Both schools agreed to postpone the home-and-home series, scheduled at Alabama in 2013 and Bobby Dodd Stadium in 2014. However, as is common with scheduling, scenarios could shift that could bring the game back on-line.
“If they didn’t have a game and we didn’t have a game, we’d play,” Radakovich said.
Radakovich debunked the numerous theories that have been pushed during the past few days. The postponement has nothing to do with any kind of super-conference possibilities and it has nothing to do with coach Paul Johnson’s displeasure with the Chick-fil-A Kickoff Game played at the Georgia Dome at the beginning of the season, which he said has given those schools a recruiting advantage in Atlanta. Lastly, no, Tech isn’t afraid to play the Tide.
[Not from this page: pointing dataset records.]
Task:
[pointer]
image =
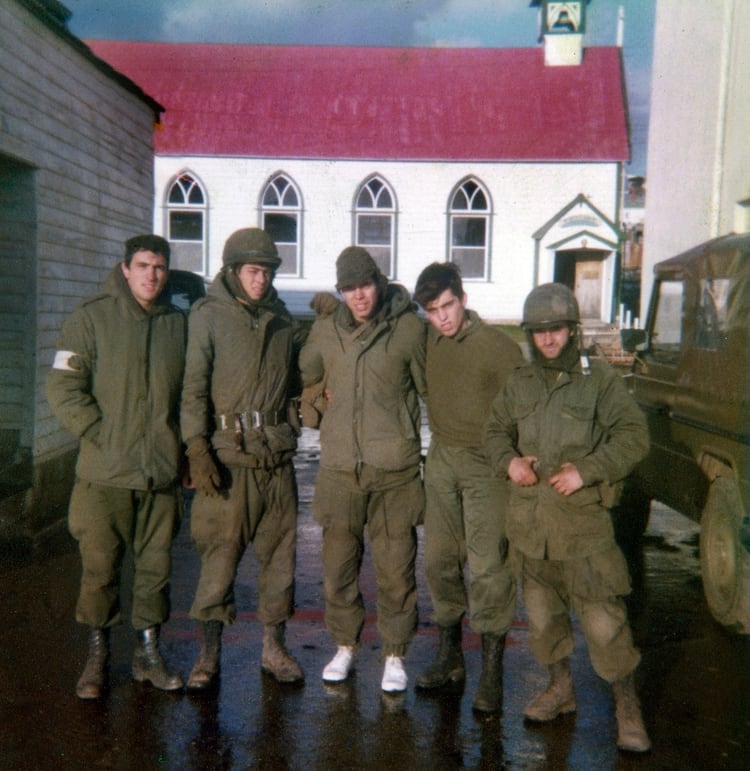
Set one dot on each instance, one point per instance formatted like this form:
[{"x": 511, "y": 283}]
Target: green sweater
[{"x": 464, "y": 375}]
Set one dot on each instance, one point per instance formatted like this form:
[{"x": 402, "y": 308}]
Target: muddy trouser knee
[
  {"x": 105, "y": 520},
  {"x": 465, "y": 525},
  {"x": 593, "y": 587}
]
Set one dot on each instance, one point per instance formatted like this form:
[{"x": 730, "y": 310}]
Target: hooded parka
[
  {"x": 253, "y": 373},
  {"x": 373, "y": 372},
  {"x": 589, "y": 420},
  {"x": 115, "y": 384}
]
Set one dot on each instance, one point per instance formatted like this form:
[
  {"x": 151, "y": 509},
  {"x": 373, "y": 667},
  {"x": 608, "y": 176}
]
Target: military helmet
[
  {"x": 550, "y": 304},
  {"x": 253, "y": 246}
]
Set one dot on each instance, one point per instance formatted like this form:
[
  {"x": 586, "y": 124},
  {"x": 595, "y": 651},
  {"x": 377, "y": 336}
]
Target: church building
[{"x": 508, "y": 162}]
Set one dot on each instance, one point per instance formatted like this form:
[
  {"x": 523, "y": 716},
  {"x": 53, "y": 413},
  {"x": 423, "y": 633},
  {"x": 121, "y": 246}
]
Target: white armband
[{"x": 62, "y": 360}]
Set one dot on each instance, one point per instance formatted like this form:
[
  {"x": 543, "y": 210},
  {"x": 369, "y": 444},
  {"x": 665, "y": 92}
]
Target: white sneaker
[
  {"x": 338, "y": 668},
  {"x": 394, "y": 675}
]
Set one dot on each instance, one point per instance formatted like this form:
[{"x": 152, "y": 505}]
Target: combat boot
[
  {"x": 206, "y": 667},
  {"x": 489, "y": 695},
  {"x": 448, "y": 667},
  {"x": 631, "y": 733},
  {"x": 91, "y": 681},
  {"x": 148, "y": 665},
  {"x": 275, "y": 659},
  {"x": 558, "y": 699}
]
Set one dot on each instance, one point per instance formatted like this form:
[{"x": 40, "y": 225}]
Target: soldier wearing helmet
[
  {"x": 240, "y": 428},
  {"x": 566, "y": 432}
]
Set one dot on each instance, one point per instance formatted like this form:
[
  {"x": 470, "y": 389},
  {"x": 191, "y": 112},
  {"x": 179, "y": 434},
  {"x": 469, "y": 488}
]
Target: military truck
[{"x": 690, "y": 377}]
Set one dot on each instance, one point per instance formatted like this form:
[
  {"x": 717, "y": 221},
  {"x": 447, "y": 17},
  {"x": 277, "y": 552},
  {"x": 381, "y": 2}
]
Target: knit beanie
[{"x": 355, "y": 266}]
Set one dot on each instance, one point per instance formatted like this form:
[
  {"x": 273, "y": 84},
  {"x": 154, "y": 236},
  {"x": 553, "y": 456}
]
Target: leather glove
[
  {"x": 204, "y": 475},
  {"x": 324, "y": 303}
]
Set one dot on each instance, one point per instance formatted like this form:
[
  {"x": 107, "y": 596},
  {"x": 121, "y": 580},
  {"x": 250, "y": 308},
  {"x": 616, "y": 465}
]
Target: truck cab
[{"x": 690, "y": 377}]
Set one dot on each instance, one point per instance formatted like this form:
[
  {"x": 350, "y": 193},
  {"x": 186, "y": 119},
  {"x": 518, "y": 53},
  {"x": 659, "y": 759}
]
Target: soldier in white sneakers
[{"x": 370, "y": 354}]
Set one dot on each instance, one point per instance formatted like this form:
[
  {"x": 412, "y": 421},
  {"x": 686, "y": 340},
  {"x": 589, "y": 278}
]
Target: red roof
[{"x": 474, "y": 104}]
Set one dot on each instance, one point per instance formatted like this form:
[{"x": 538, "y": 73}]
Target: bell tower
[{"x": 562, "y": 25}]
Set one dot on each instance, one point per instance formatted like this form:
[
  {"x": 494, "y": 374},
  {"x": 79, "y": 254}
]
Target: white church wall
[{"x": 523, "y": 198}]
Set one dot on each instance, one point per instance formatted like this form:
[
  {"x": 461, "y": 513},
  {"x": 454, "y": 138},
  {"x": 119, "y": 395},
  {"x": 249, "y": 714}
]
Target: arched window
[
  {"x": 469, "y": 216},
  {"x": 282, "y": 218},
  {"x": 186, "y": 224},
  {"x": 375, "y": 223}
]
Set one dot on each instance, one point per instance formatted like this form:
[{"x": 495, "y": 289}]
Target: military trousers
[
  {"x": 465, "y": 526},
  {"x": 388, "y": 505},
  {"x": 592, "y": 587},
  {"x": 259, "y": 507},
  {"x": 106, "y": 521}
]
“We have the greatest respect for the University of Alabama and their football program,” Radakovich said. “Playing them would be a lot of fun.”
Radakovich said he contacted Alabama athletics director Mal Moore in December to discuss postponing the series because at the time he was considering some attractive alternatives that would help Tech’s recruiting efforts, as well as balance their schedule. He declined to say what those alternatives were.
When he and Moore talked again in late January, Alabama was already lining up games to fill Tech’s slot. Neither the Jackets nor the Tide have announced those games. Moore was in Arizona on Tuesday and couldn’t be reached for comment, but an official in Alabama’s athletics department confirmed the timeline of events.
It is not uncommon for non-conference games to either be canceled or moved around. Tech moved a home game against Vanderbilt, scheduled for this season, to 2016 to accommodate a home-and-home series with Kansas that will start this fall, for example. Army bought out its game with Tech three years ago.
The home game in 2014 against Alabama would have helped to balance out Tech’s schedule. During the past few years, Tech has hosted Virginia Tech, Clemson and Georgia – three of its biggest rivals and biggest revenue-generators — at home during odd-numbered years.
Radakovich said the alternatives being considered are home-and-home series that wouldn’t involve payouts for either team, other than normal expenses paid for travel.
The game was scheduled by former athletics director Dave Braine in 2004 to renew a rivalry that started in 1902 and ended in 1984 with the Tide owning a 28-21-3 advantage. Moore told the Tuscaloosa News last week that he hoped to resume the series.
“I’m sure we’ll get a game down the road with Alabama,” Radakovich said.